Per Phase 4 plan PR #14 + kerneldoc audit (Task #19). Six call sites
deferred per-RX-frame mac80211 dispatch via tasklet; replace with the
synchronous-from-process-context API ieee80211_rx_ni() which does its
own local_bh_disable wrap.
Why _ni and not _list:
Phase 4 plan originally targeted ieee80211_rx_list for batch
delivery. Mining mt76 mainline (the only driver using _list)
showed the canonical pattern requires threading a struct list_head
through the per-frame call chain. bes2600s WSM dispatcher
(wsm_handle_rx -> bes2600_rx_cb / wsm.c beacon path) sits between
the bh threads SDIO read and the mac80211 hand-off; threading a
list_head through the dispatcher is a non-trivial refactor.
ieee80211_rx_ni() is the simpler drop-in: no list management, still
removes the tasklet hop. Per-call local_bh_disable cost is trivial
vs the saved tasklet schedule. Future refactor can revisit _list
if measurements warrant.
Sites converted:
- ap.c:96 (bes2600_sta_add link-id rx_queue drain on AP-mode
STA add). Was inside spin_lock_bh(&ps_state_lock);
refactored to splice the queue under the lock then
deliver after unlock — _ni runs the synchronous
mac80211 RX path inline, would otherwise hold the
lock across mac80211 dispatch. splice via
skb_queue_splice_init into a local sk_buff_head.
- sta.c:1487 (deauth-frame inject in inactivity-event handler).
Not under any lock; direct conversion.
- txrx.c:1960 (early-data + pm_unsupported branch from Patch E).
- txrx.c:1967 (early-data + LINK_SOFT-not-set branch).
- txrx.c:1971 (normal RX path in bes2600_rx_cb).
- wsm.c:2415 (beacon delivery in scan-complete WSM handler).
beacon SKB ownership is preserved by the existing
skb_copy(beacon, GFP_ATOMIC) -> beacon_bkp pattern;
no lifecycle change needed.
Mixing constraint (kerneldoc include/net/mac80211.h:5399-5430):
ieee80211_rx_ni() cannot mix with ieee80211_rx_irqsafe() for a
single hardware. All 6 sites convert atomically; no mixed state.
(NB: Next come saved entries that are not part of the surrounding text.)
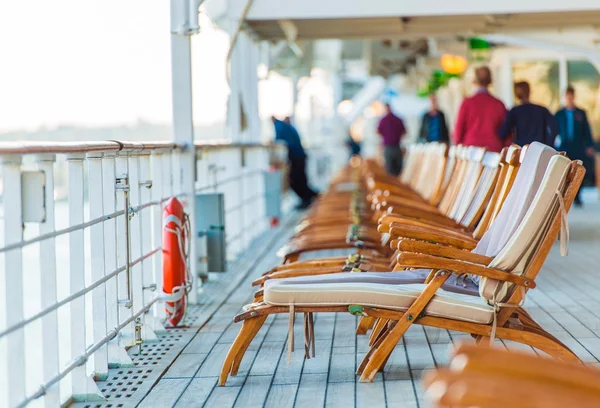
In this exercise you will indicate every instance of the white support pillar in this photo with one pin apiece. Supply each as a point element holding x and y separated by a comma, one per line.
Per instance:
<point>124,278</point>
<point>99,328</point>
<point>183,14</point>
<point>563,77</point>
<point>151,287</point>
<point>83,387</point>
<point>48,284</point>
<point>135,244</point>
<point>12,347</point>
<point>158,178</point>
<point>117,355</point>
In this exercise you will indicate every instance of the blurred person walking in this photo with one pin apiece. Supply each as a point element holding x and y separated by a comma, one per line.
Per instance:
<point>433,124</point>
<point>481,116</point>
<point>391,129</point>
<point>528,122</point>
<point>574,133</point>
<point>288,134</point>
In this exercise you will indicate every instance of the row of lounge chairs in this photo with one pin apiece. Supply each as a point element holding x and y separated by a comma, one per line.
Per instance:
<point>455,243</point>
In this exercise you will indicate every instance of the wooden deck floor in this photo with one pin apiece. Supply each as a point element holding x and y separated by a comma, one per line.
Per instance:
<point>566,302</point>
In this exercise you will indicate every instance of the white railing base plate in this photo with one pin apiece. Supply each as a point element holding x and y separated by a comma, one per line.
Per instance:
<point>118,357</point>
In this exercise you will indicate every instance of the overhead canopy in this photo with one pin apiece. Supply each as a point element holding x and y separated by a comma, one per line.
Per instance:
<point>317,19</point>
<point>420,26</point>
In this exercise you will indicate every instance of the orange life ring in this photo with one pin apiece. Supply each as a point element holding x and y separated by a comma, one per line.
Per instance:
<point>175,279</point>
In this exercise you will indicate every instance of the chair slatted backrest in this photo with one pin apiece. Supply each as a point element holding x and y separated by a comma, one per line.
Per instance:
<point>447,177</point>
<point>438,166</point>
<point>456,180</point>
<point>489,178</point>
<point>528,246</point>
<point>506,177</point>
<point>467,188</point>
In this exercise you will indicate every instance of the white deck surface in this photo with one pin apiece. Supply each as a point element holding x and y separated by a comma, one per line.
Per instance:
<point>566,302</point>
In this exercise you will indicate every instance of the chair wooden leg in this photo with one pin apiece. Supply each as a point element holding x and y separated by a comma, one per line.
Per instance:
<point>364,324</point>
<point>379,326</point>
<point>249,329</point>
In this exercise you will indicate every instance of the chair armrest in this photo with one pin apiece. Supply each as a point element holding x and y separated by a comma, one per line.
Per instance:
<point>413,260</point>
<point>427,248</point>
<point>430,235</point>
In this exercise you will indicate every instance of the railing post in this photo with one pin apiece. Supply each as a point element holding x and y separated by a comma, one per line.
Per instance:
<point>151,287</point>
<point>117,356</point>
<point>188,166</point>
<point>12,349</point>
<point>135,243</point>
<point>83,387</point>
<point>47,250</point>
<point>123,257</point>
<point>99,327</point>
<point>157,195</point>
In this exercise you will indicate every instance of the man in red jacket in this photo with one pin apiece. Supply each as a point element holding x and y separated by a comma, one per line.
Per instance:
<point>481,116</point>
Build verified clean on ohm sandbox: srcversion 619A51E61BF5479AAC146E6.
Predicted Phase 7 delta: +5-15% over v3+D+E baseline (2.35 MB/s mean
on v3 alone; D+E single-rep was 3.22 MB/s). Modest improvement
expected from removing the tasklet schedule per RX frame. Smaller
deltas would still be a net win for upstream-cleanliness — the
kernel.org submission story benefits from not using _irqsafe from
process context.